The man running the Home gave Victoria directions to the place Ashlee had registered as her work. It was a farmstead roughly three miles out. Victoria took them at a dead run. By the time she arrived, she was panting and had a cramp, but neither of those things stopped her from hastening to the nearest structure—the barn.
The barnmaster wasn’t sure who Ashlee was, but pointed Victoria to the fieldmaster. She, in turn, pointed Victoria to the fruit-pickers. Sure enough, Ashlee was there, in a tree branch, patiently picking at the harvest and dropping each fruit into her hanging baskets.
Victoria knew when she had been spotted—Ashlee nearly fell out of the tree. When she’d caught herself, she scrambled down. Her smile was wide, but unsure. “Victoria?”
“I—“ Now that Victoria was there, in front of her, she wasn’t sure exactly how to say what she needed to say. Ashlee’s skin was a shade darker than when Victoria had left, and her cheeks were glowing. She had gained a pound or two, and her hair wasn’t looking as scraggly as it had when Ashlee had just been The Stowaway.
“Hey,” Ashlee said, and pulled Victoria down so that they were sitting at the base of the tree. “What’s wrong?”
“You’re happy here,” Victoria said, a statement of fact.
“You don’t want me to be happy?” Ashlee asked with a smile that said she knew Victoria was lying.
Miserably, Victoria admitted, “Not without me. Not when I can’t be. I’m not that big a person.”

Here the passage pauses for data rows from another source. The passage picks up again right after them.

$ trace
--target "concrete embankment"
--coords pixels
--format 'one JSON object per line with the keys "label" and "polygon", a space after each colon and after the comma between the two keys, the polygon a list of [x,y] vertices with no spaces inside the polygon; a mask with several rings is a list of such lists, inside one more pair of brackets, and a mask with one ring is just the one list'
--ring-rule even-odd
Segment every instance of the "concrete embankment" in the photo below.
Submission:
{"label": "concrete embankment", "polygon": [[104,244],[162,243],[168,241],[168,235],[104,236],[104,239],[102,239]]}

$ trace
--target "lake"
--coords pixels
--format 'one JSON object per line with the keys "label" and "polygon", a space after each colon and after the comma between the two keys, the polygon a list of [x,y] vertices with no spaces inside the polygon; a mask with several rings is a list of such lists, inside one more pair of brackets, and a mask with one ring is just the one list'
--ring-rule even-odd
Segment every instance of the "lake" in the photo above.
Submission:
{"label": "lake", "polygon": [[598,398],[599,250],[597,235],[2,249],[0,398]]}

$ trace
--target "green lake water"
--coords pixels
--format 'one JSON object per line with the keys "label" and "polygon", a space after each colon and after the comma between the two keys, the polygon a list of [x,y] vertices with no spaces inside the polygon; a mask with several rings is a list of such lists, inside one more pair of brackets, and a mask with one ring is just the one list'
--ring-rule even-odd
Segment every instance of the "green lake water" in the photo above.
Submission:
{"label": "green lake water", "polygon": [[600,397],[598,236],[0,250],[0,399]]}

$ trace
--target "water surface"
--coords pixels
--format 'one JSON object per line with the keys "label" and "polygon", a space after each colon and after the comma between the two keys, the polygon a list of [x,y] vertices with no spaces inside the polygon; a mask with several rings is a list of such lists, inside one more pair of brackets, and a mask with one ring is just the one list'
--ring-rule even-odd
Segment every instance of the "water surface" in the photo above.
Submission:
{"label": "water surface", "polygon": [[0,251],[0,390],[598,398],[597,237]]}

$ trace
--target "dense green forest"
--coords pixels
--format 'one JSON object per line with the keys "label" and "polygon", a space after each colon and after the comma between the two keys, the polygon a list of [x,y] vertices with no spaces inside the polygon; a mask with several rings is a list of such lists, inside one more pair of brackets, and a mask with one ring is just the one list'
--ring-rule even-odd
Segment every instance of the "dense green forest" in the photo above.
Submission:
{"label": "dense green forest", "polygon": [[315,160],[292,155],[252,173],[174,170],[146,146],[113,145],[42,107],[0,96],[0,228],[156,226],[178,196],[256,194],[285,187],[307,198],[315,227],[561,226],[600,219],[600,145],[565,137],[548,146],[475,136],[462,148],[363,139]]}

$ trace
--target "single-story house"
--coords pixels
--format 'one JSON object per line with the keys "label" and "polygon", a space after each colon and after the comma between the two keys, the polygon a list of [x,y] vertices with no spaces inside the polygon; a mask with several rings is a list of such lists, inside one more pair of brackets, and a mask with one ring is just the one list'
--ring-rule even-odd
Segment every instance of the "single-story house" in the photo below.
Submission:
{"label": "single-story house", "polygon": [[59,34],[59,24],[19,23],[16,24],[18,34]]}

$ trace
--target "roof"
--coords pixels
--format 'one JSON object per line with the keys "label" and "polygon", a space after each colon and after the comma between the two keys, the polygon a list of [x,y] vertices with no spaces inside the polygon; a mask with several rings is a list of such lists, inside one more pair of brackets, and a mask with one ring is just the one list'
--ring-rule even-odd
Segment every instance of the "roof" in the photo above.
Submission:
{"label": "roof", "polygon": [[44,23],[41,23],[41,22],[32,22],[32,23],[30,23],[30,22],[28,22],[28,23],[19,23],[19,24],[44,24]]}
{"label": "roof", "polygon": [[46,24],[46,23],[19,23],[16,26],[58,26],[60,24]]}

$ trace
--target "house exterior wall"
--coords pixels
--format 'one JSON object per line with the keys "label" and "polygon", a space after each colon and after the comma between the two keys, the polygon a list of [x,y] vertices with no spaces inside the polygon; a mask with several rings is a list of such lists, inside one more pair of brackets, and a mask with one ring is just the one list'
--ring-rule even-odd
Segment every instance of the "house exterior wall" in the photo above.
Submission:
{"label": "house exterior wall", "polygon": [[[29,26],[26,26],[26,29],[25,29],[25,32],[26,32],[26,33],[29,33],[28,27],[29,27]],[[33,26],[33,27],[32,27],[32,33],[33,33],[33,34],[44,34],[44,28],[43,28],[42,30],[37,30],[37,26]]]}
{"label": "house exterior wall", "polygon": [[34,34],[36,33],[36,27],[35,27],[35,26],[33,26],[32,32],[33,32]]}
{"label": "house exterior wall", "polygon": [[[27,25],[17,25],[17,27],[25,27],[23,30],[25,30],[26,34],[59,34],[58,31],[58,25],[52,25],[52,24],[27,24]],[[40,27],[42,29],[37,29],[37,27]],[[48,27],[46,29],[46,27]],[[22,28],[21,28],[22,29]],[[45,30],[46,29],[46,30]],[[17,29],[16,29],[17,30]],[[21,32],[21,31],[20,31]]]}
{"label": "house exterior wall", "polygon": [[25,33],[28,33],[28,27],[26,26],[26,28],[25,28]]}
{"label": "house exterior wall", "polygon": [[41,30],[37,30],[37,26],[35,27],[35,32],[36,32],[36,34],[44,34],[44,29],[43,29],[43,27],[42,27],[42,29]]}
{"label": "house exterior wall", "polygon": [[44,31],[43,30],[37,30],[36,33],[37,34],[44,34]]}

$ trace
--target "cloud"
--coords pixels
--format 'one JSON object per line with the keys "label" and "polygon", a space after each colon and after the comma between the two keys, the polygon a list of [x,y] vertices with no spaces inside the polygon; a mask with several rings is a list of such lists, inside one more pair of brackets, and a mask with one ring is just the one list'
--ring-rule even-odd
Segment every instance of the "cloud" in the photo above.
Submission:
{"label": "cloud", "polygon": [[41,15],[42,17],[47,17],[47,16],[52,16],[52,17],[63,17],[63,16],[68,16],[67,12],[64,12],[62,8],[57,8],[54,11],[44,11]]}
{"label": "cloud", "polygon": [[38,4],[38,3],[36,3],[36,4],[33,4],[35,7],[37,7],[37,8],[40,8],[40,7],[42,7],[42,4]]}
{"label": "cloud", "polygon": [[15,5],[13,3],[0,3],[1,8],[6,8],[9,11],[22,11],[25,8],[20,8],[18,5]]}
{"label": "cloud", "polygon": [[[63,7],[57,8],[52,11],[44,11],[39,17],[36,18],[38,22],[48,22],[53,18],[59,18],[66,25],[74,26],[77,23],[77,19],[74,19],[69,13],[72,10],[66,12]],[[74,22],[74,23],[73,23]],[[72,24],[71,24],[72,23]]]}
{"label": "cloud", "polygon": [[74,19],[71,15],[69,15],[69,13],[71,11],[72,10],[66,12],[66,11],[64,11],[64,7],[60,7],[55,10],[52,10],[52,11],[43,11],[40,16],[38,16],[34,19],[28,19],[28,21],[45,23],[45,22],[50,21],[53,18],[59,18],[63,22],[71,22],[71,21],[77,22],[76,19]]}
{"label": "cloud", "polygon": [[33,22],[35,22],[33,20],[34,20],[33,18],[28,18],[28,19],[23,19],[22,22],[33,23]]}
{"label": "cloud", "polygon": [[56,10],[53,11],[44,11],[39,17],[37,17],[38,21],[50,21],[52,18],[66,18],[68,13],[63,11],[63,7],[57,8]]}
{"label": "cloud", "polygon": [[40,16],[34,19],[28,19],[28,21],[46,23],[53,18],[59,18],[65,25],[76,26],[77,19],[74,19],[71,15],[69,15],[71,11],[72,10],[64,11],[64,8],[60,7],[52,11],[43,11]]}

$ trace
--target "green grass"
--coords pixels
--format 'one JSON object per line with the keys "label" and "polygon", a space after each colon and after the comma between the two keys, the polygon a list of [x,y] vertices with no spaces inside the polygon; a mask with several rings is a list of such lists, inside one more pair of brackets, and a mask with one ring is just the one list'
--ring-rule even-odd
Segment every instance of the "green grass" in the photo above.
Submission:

“Then I suppose we’re a perfect match.”
Victoria tilted her head.
“Oh, I only hoped every second of the day that you’d be so horribly lonely without me that you’d have no choice but to return and pick me back up.”
“But-- But you love the sun and the air and—“
“I love you,” Ashlee said. “It really kinda wins over everything else.”
“Oh,” Victoria said.
Ashlee laughed. “Oh. Also, there’s the part where I love your ship and think there would be nothing better in this life than to have you show me all the things I missed growing up. I do love it here, but that doesn’t mean I’ve no desire to explore.”
“I’m pretty sure I’m in love with you too,” Victoria said.
“Pretty sure, huh?” Ashlee leaned in for a kiss.
“Everything’s empty without you there,” Victoria explained.
“Even your ship?” Ashlee teased.
“Especially our ship,” Victoria responded. She had never been more serious about anything in her life.